Fimela.com, Jakarta Pandemi Covid-19 turut berimbas pada keberlangsungan Usaha Mikro, Kecil dan Menengah (UMKM) di Indonesia. Namun, hal ini tak berlaku Wieke Anggarini Kusumaningsih.
Perempuan kelahiran Semarang, Jawa Tengah yang tengah menekuni usaha tahu petis sejak tahun 2006 ini kerap berinovasi dan mengatur strategi, sehingga berhasil meraih peningkatan omzet yang luar biasa di masa pandemi.
Bahkan, pemilik UMKM ‘Tahu Petis Yudhistira’ ini berhasil menambah outlet dan membuka lapangan kerja baru di masa pandemi. Lantas, strategi bisnis apa yang ia lakukan?
What's On Fimela
powered by
Berawal dari gerobak dorong
Tahu Petis Yudhistira merupakan bisnis kuliner yang menjual aneka jajanan khas Semarang berupa tahu petis, tahu bakso, tahu walik, dan lumpia Semarang.
Berawal dari gerobak dorong yang berjualan di area pelataran parkir Pasar Tebet Timur. Kini, Wieke berhasil memiliki 10 outlet di beberapa kota, seperti Jakarta, Tangerang Selatan, Bekasi, serta Semarang.
Pada awal pandemi, Wieke telah antisipasi melakukan penghematan secara besar-besaran. Mulai dari menutup outlet dinilai kurang perform hingga menghemat cost. Namun tak disangka, selama pandemi omzet Tahu Petis Yudhistira justru meningkat.
“Dari awal penjualan kami memang lebih banyak online. Karena bisnis kami adalah camilan, yang mana kebanyakan orang senang take away atau delivery. Sehingga kami mengalami peningkatan secara online, terutama melalui platform ojek online. Sebagai gantinya, kami lebih mengalihkan budget untuk promosi dan membuat campaign prokes untuk menjamin ke pelanggan bahwa produk kami aman,” ujar Wieke kepada Tim FIMELA.
Tak berhenti berinovasi
Tahun kedua pandemi ini justru tak membuat perempuan berusia 42 tahun ini bersantai. Di akhir tahun, tren produk frozen kian diminati masyarakat. Melihat hal tersebut, Wieke akhirnya berinovasi meluncurkan vacuum frozen pack atau makanan beku siap saji.

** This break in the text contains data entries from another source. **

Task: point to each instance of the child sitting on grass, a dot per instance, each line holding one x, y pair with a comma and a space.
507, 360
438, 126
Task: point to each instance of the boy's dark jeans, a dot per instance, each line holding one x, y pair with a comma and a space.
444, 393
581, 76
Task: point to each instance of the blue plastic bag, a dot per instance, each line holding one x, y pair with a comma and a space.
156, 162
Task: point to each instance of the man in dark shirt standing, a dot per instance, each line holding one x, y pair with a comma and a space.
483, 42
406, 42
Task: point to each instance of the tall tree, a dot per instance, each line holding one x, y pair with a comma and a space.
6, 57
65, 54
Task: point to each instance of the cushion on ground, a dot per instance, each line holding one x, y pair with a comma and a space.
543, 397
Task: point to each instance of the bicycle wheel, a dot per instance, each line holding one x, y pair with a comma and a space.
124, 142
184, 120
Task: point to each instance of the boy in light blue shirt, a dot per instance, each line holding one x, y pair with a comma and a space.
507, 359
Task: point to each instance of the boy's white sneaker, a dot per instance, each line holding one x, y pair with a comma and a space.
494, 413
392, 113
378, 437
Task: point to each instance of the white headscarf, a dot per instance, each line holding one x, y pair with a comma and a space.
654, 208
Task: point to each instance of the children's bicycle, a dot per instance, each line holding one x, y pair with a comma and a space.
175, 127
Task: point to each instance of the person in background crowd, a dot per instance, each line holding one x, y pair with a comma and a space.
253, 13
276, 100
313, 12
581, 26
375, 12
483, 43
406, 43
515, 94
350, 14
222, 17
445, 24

“Inovasi kami selama pandemi adalah lahirnya produk-produk Tahu Petis Yudhistira dalam kemasan vacuum frozen pack. Produk ini bisa bertahan selama 6 hari di suhu ruang (termasuk pengiriman). Penyimpanan juga bisa bertahan 1 bulan di freezer. Sehingga kini jajanan khas Semarang ini bisa dikirim hingga luar pulau Jawa,” ujar Wieke.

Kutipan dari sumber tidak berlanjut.